This is the third trip to the state tournament in four years for the FAMU DRS boys basketball team.
On the previous two occasions (2011, 2012), the Rattlers were thwarted in the semifinals. In fact, though FAMU DRS’ boys have six state titles in the school’s history, the last came in 1997. And since then, the girls have brought home three state championships.
The Rattlers hope that recent history changes Tuesday morning in Lakeland as it takes on last year’s 2A state champion, Grandview Prep (24-5), which has been a semifinal nemesis twice in the past six years and is also the school that stopped the FAMU DRS girls’ championship aspirations just last week.
“As long as I’ve been here, we’ve gone down, but we’ve never won,” Rattlers guard Tre Anderson said. “The girls win and everyone is, ‘Oh, how come the girls win, but you can’t?’ But they lost, so now we have to bring one back for FAMU.”
After escaping a low-scoring affair, 43-42, in the regional finals against Foundation Academy, FAMU DRS (21-8) feels prepared to win a tight one, which may be needed as the Pride love to keep teams under 50 points. The Rattlers average 66 points per game, and seniors Anderson (20 points per game) and J.T. Escobar (30 ppg) comprise most of the scoring.
“Now we’ve got to come back with something,” FAMU DRS coach Gene Granger said. “We’ve got to play our game. We just toss it up and play. We want to run, but we have to get rebounds to get into the running.”
Grandview Prep could be considered young, but junior guards Jamal Palmer (23 ppg) and Jordan Coblin (17 ppg) are more than capable of keeping up with the Rattlers’ scoring duo.
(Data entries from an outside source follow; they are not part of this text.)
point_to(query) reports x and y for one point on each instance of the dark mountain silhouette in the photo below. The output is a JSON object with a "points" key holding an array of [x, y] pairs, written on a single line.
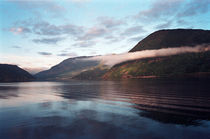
{"points": [[173, 38], [12, 73]]}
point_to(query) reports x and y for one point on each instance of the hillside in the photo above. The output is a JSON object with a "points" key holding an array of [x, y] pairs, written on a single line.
{"points": [[180, 65], [173, 38], [92, 74], [12, 73], [67, 69]]}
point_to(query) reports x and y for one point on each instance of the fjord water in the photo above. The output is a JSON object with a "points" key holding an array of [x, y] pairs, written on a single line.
{"points": [[105, 109]]}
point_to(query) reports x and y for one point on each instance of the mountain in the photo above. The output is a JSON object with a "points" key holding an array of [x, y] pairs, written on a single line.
{"points": [[180, 65], [177, 66], [173, 38], [67, 69], [12, 73], [92, 74]]}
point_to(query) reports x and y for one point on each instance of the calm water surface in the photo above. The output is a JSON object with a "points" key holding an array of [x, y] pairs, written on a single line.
{"points": [[105, 109]]}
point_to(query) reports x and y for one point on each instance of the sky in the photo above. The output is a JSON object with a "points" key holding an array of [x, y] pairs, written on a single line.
{"points": [[37, 34]]}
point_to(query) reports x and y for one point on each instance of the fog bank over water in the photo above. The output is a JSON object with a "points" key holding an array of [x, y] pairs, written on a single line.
{"points": [[113, 59]]}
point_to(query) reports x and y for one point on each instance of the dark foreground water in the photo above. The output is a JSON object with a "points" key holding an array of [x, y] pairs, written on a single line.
{"points": [[105, 109]]}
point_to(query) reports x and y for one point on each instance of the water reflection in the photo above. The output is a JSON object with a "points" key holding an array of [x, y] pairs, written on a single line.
{"points": [[105, 109]]}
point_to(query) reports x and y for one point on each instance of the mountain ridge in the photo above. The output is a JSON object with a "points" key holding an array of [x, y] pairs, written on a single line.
{"points": [[13, 73]]}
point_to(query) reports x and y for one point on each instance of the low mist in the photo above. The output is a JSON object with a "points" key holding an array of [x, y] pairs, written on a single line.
{"points": [[113, 59]]}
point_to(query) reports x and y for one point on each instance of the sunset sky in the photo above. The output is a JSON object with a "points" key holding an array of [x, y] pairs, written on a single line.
{"points": [[37, 34]]}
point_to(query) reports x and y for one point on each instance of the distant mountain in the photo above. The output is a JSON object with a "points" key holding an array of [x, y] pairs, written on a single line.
{"points": [[181, 65], [92, 74], [173, 38], [12, 73], [192, 65], [67, 69]]}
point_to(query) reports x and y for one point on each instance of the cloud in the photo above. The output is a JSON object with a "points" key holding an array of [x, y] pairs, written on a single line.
{"points": [[48, 40], [19, 30], [160, 8], [165, 25], [111, 60], [47, 6], [68, 54], [133, 30], [79, 1], [45, 53], [93, 33], [109, 22], [136, 39], [195, 7], [85, 43], [16, 47]]}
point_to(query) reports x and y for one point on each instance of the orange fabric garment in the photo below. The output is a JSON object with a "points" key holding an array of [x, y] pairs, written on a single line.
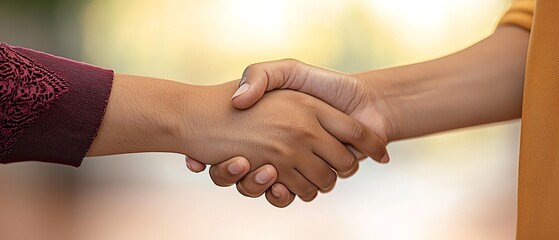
{"points": [[538, 183]]}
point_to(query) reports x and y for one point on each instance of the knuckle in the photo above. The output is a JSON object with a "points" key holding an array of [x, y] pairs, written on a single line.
{"points": [[350, 172], [309, 193], [349, 162], [217, 179], [299, 132], [329, 182], [358, 132], [291, 61]]}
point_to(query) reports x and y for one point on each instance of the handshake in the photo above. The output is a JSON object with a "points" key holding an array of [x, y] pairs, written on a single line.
{"points": [[289, 128], [288, 143]]}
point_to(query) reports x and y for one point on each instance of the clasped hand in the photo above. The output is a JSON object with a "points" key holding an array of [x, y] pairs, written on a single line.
{"points": [[300, 142]]}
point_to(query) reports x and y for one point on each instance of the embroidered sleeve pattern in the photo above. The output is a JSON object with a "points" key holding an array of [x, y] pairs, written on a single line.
{"points": [[26, 90]]}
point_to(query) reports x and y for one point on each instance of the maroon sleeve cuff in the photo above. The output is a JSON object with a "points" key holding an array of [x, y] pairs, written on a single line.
{"points": [[50, 107]]}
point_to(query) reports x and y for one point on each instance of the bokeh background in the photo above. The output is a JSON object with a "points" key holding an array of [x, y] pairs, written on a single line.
{"points": [[454, 185]]}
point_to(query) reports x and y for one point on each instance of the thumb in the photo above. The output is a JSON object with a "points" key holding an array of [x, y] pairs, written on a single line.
{"points": [[261, 77]]}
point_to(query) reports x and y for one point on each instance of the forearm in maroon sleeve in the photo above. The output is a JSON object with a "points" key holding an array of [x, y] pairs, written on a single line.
{"points": [[50, 107]]}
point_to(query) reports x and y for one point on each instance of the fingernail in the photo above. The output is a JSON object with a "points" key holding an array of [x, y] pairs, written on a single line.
{"points": [[235, 168], [263, 177], [188, 164], [385, 159], [242, 89], [275, 192]]}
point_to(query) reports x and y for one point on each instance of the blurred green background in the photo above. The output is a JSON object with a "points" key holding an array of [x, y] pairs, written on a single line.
{"points": [[455, 185]]}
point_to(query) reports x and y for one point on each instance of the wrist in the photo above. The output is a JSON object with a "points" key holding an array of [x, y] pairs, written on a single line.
{"points": [[143, 115]]}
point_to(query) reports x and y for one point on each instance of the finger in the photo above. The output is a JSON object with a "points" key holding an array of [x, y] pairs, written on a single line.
{"points": [[261, 77], [337, 155], [298, 184], [318, 172], [279, 196], [194, 166], [350, 131], [229, 172], [255, 183]]}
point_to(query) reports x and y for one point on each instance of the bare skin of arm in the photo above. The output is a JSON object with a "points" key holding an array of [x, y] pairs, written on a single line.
{"points": [[478, 85], [301, 141]]}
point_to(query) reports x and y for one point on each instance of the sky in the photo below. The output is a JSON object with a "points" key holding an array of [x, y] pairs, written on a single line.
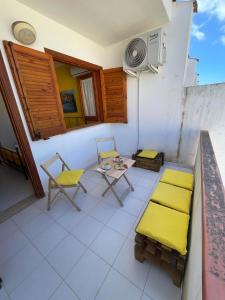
{"points": [[208, 41]]}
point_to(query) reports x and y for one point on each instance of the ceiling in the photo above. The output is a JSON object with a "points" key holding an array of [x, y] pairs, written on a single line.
{"points": [[104, 21]]}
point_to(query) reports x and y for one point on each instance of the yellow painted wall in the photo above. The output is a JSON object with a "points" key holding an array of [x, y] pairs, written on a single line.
{"points": [[67, 82]]}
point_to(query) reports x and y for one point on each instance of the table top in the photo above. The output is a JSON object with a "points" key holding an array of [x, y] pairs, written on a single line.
{"points": [[113, 172]]}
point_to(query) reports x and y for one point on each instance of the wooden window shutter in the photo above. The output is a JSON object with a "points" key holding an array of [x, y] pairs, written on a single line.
{"points": [[114, 95], [35, 79]]}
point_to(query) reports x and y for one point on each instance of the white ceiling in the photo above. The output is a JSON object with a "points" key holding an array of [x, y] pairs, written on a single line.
{"points": [[104, 21]]}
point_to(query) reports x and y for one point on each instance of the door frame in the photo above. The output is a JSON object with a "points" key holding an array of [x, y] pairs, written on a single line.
{"points": [[17, 124]]}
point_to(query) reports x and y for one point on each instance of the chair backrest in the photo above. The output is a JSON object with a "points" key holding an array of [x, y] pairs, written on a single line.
{"points": [[103, 140], [45, 166]]}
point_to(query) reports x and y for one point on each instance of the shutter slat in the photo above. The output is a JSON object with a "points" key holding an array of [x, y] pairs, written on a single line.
{"points": [[35, 79], [114, 95]]}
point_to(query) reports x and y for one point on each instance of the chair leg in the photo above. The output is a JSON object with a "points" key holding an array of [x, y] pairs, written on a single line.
{"points": [[71, 199], [83, 188], [49, 197]]}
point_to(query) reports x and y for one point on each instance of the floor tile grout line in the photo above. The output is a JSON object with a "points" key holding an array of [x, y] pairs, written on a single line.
{"points": [[44, 258], [87, 247]]}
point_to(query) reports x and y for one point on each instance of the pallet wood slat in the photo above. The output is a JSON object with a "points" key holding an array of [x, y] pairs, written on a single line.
{"points": [[148, 163]]}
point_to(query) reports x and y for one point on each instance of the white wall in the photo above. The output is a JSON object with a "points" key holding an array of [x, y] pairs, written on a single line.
{"points": [[7, 136], [160, 94], [204, 110], [77, 147]]}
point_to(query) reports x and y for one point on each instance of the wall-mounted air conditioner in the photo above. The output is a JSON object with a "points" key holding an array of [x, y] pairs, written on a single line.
{"points": [[75, 71], [145, 53]]}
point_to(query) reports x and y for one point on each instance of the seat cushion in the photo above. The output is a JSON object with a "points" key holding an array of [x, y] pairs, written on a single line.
{"points": [[108, 154], [148, 154], [165, 225], [70, 177], [178, 178], [172, 196]]}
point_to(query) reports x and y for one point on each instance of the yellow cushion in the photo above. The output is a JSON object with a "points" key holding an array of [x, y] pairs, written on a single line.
{"points": [[69, 177], [172, 196], [108, 154], [178, 178], [165, 225], [148, 154]]}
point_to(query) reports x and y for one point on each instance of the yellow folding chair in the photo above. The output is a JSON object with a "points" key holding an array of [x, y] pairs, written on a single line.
{"points": [[66, 179], [106, 154]]}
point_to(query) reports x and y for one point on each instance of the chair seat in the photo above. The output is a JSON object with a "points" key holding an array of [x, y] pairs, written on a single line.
{"points": [[70, 177], [178, 178], [109, 154], [148, 154], [165, 225], [172, 196]]}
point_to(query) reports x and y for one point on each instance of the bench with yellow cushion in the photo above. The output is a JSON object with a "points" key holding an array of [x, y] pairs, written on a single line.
{"points": [[108, 154], [172, 196], [178, 178], [165, 225], [148, 154], [69, 177]]}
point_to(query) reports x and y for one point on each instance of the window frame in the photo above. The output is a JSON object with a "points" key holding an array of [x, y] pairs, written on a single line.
{"points": [[95, 73]]}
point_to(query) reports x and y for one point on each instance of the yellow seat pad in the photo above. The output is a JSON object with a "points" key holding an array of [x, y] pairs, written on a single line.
{"points": [[165, 225], [108, 154], [148, 154], [172, 196], [178, 178], [69, 177]]}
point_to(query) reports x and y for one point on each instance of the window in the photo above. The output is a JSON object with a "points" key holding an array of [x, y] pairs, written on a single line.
{"points": [[46, 105]]}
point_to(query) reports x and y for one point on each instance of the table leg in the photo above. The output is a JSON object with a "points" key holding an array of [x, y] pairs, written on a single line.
{"points": [[130, 185], [110, 187]]}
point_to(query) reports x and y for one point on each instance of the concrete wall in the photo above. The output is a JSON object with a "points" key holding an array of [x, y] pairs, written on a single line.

FAMU DRS will rely heavily on its seniors, including point guard Austin Greene, who hit the game-winning 3-pointer last Friday. Greene transferred from Chiles and Escobar transferred from Maclay after their junior seasons to play with Anderson and form a “Big Three” that could finally bring home the hardware for the Rattlers.
It was all speculation in the offseason, but now that they’re at this point, they don’t want to just settle for being close to their initial goal.
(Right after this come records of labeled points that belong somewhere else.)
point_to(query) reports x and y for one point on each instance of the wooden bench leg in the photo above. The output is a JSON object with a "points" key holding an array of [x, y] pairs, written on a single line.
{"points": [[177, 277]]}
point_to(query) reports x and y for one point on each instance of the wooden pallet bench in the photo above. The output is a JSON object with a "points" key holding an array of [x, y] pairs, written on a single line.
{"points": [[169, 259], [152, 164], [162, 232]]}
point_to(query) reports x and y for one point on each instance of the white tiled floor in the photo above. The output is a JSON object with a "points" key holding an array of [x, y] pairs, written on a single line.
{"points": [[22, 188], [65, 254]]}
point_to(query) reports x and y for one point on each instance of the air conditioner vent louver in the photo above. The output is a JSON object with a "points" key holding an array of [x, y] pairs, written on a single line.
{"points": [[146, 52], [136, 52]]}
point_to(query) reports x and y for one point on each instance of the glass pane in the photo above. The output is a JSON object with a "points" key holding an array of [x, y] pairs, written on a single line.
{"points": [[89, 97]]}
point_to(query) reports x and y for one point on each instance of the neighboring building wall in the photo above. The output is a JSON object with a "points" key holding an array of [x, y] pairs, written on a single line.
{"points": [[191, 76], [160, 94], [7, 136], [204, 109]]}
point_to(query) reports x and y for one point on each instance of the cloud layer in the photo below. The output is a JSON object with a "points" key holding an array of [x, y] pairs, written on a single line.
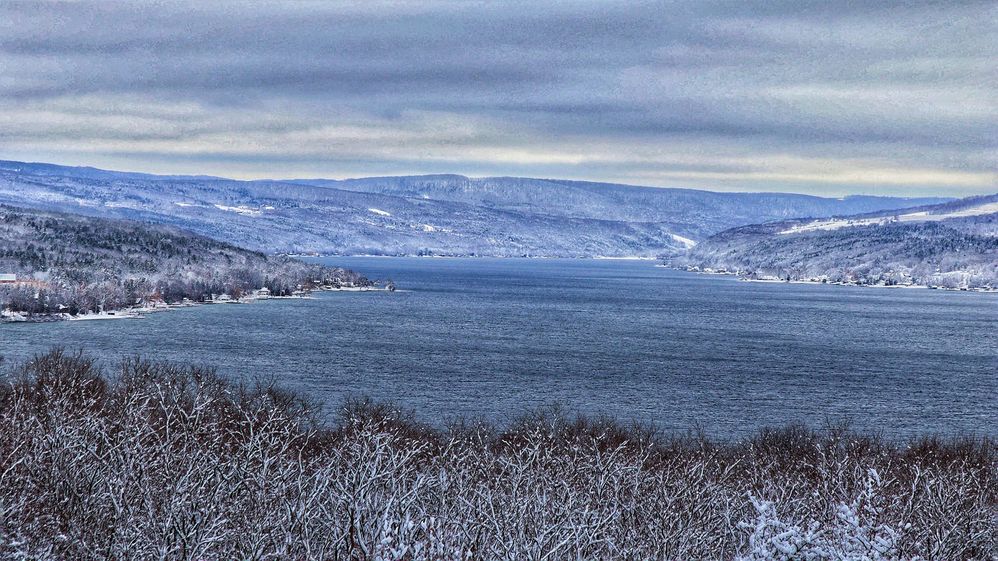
{"points": [[827, 97]]}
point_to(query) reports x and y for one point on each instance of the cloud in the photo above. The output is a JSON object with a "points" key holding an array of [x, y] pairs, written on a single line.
{"points": [[827, 97]]}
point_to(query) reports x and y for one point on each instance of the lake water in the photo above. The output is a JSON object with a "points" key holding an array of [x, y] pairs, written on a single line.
{"points": [[494, 338]]}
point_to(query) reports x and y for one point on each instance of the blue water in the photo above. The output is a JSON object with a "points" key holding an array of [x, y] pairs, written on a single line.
{"points": [[494, 338]]}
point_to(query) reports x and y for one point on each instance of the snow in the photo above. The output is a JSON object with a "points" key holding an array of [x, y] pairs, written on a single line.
{"points": [[922, 216], [241, 209], [685, 241]]}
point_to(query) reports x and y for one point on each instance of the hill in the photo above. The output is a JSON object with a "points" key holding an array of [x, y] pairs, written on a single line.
{"points": [[442, 215], [953, 245], [79, 264]]}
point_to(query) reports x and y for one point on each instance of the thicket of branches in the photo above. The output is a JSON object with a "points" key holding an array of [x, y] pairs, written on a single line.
{"points": [[92, 264], [168, 462]]}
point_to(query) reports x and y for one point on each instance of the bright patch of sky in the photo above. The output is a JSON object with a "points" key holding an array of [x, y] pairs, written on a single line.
{"points": [[827, 97]]}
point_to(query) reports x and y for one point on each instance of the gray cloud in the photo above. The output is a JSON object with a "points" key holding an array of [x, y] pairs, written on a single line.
{"points": [[830, 97]]}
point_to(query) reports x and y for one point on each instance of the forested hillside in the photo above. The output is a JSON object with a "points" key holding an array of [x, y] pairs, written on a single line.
{"points": [[77, 264], [954, 245], [420, 215]]}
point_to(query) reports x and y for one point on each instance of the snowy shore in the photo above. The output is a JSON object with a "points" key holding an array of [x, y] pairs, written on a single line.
{"points": [[140, 312], [772, 279]]}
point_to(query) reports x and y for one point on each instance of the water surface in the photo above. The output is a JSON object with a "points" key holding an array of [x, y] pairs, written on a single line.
{"points": [[493, 338]]}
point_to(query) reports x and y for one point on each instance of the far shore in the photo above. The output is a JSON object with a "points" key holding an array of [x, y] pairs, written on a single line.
{"points": [[140, 312], [772, 279]]}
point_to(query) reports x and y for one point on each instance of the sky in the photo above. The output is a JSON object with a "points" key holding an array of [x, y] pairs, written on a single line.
{"points": [[830, 97]]}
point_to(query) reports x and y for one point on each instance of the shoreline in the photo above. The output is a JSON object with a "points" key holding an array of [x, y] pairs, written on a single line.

“It’s an incredible feeling, because me, Austin and Tre have been friends for a while,” Escobar said. “We came here over the summer, and we’ve been talking about this since June. The only thing we came here to do was win the state championship. If we don’t get there, we feel like it’s a disappointment.
“So that’s what we’ve been working for all year, battling each other in practice, really pushing each other. To get to this point and only be two games left, it’s incredible. And now we’ve bonded out there, we really are family. When we play as one, there’s not many people that can beat us.”